Alison Douglas, chief executive of Alcohol Focus Scotland, said: "Scotland continues to suffer significantly higher alcohol-related harm, with considerably more alcohol-specific deaths in Scotland compared to England and Wales.

"Each death represents a life cut tragically short and many more scarred by loss.

"Every alcohol-related death is preventable and we should not be seeing these high numbers."

She added: "Data published earlier this year showed that consumption in Scotland reduced by 3% in 2018.

"This gives us cause for optimism that minimum unit pricing appears to be having an effect on how much we are drinking and this should translate into improvements in health and well-being and fewer deaths.

"However, we have a long way to go to turn the tide of alcohol harm in Scotland and we need to use all the tools at our disposal.

"This should include taking action to control the availability of alcohol and to restrict alcohol marketing, as well as considering increasing the minimum price to ensure that it delivers the intended benefits."

Alcohol-specific deaths are defined as those resulting from health conditions that are a direct consequence of alcohol misuse, such as alcoholic liver disease.

There were 1136 deaths registered in Scotland in 2018 related to alcohol-specific causes – 762 male and 374 female.
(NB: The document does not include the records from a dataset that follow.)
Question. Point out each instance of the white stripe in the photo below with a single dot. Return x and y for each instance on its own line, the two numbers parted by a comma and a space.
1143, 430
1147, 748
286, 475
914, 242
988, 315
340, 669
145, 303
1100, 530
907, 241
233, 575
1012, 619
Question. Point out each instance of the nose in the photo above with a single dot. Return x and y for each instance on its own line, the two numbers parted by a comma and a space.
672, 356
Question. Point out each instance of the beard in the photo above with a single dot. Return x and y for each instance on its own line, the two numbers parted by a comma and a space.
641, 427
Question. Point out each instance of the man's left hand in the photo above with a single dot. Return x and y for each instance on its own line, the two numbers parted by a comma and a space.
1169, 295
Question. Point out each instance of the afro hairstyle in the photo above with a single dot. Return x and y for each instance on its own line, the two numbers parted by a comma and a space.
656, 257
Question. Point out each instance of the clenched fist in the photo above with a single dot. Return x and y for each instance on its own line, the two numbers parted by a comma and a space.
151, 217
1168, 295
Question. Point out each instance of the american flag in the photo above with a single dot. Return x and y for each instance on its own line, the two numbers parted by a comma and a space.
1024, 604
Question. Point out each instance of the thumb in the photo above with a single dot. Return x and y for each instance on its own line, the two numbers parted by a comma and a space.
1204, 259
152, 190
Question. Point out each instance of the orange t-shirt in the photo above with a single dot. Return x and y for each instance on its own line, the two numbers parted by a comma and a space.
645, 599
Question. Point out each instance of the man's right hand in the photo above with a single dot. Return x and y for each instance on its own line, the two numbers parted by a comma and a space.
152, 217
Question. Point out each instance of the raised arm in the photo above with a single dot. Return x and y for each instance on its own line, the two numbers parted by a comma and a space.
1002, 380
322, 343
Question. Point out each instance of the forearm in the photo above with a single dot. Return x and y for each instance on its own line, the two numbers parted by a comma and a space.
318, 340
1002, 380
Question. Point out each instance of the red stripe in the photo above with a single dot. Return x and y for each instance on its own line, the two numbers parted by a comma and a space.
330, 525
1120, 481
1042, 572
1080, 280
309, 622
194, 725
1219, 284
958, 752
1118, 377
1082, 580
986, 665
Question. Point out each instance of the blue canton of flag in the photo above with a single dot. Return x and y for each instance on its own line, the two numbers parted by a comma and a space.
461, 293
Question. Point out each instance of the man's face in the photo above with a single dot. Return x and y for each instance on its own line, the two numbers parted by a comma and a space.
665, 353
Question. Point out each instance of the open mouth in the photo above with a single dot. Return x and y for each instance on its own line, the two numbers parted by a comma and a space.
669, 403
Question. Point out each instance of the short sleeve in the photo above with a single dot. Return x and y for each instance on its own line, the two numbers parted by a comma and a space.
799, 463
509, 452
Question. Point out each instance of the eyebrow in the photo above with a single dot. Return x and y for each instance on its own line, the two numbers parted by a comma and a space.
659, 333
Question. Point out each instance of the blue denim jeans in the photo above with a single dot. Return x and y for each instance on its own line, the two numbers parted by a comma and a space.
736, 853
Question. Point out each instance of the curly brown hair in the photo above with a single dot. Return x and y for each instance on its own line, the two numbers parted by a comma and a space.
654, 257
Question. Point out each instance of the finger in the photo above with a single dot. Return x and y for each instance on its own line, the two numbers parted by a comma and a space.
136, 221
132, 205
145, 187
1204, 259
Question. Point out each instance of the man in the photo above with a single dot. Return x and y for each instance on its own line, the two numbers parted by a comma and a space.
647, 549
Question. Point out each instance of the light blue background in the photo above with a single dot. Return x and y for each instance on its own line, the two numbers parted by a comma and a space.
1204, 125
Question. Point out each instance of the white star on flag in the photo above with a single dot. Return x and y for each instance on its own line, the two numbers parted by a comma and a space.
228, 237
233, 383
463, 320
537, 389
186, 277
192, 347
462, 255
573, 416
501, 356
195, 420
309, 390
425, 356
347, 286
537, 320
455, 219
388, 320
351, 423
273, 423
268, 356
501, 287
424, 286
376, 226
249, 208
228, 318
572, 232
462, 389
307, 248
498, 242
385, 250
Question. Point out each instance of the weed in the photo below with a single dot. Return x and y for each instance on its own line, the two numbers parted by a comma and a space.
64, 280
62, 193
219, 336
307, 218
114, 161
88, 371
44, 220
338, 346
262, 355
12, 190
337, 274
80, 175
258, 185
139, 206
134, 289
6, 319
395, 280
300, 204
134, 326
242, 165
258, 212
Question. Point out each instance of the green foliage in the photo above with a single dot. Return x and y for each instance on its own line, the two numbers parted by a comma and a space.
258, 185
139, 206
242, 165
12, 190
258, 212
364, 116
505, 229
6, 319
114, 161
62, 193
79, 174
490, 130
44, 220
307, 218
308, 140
This was a slight overall increase from 2017 when there were 1120 deaths – 789 male and 331 female – at a rate of 20.5 per 100,000 people.

Figures for Northern Ireland will be published later this year.

The statistics are calculated using age-standardised rates that make allowances for the differences in the age structure of a population, over time and between genders.

Last year, 7551 deaths related to alcohol-specific causes were registered in the UK, lower than the previous year's 7697 deaths but still the second-highest since 2001.

The average alcohol-specific death rate in the UK in 2018 was 11.9 deaths per 100,000 people, which was stable with no significant change since the previous year.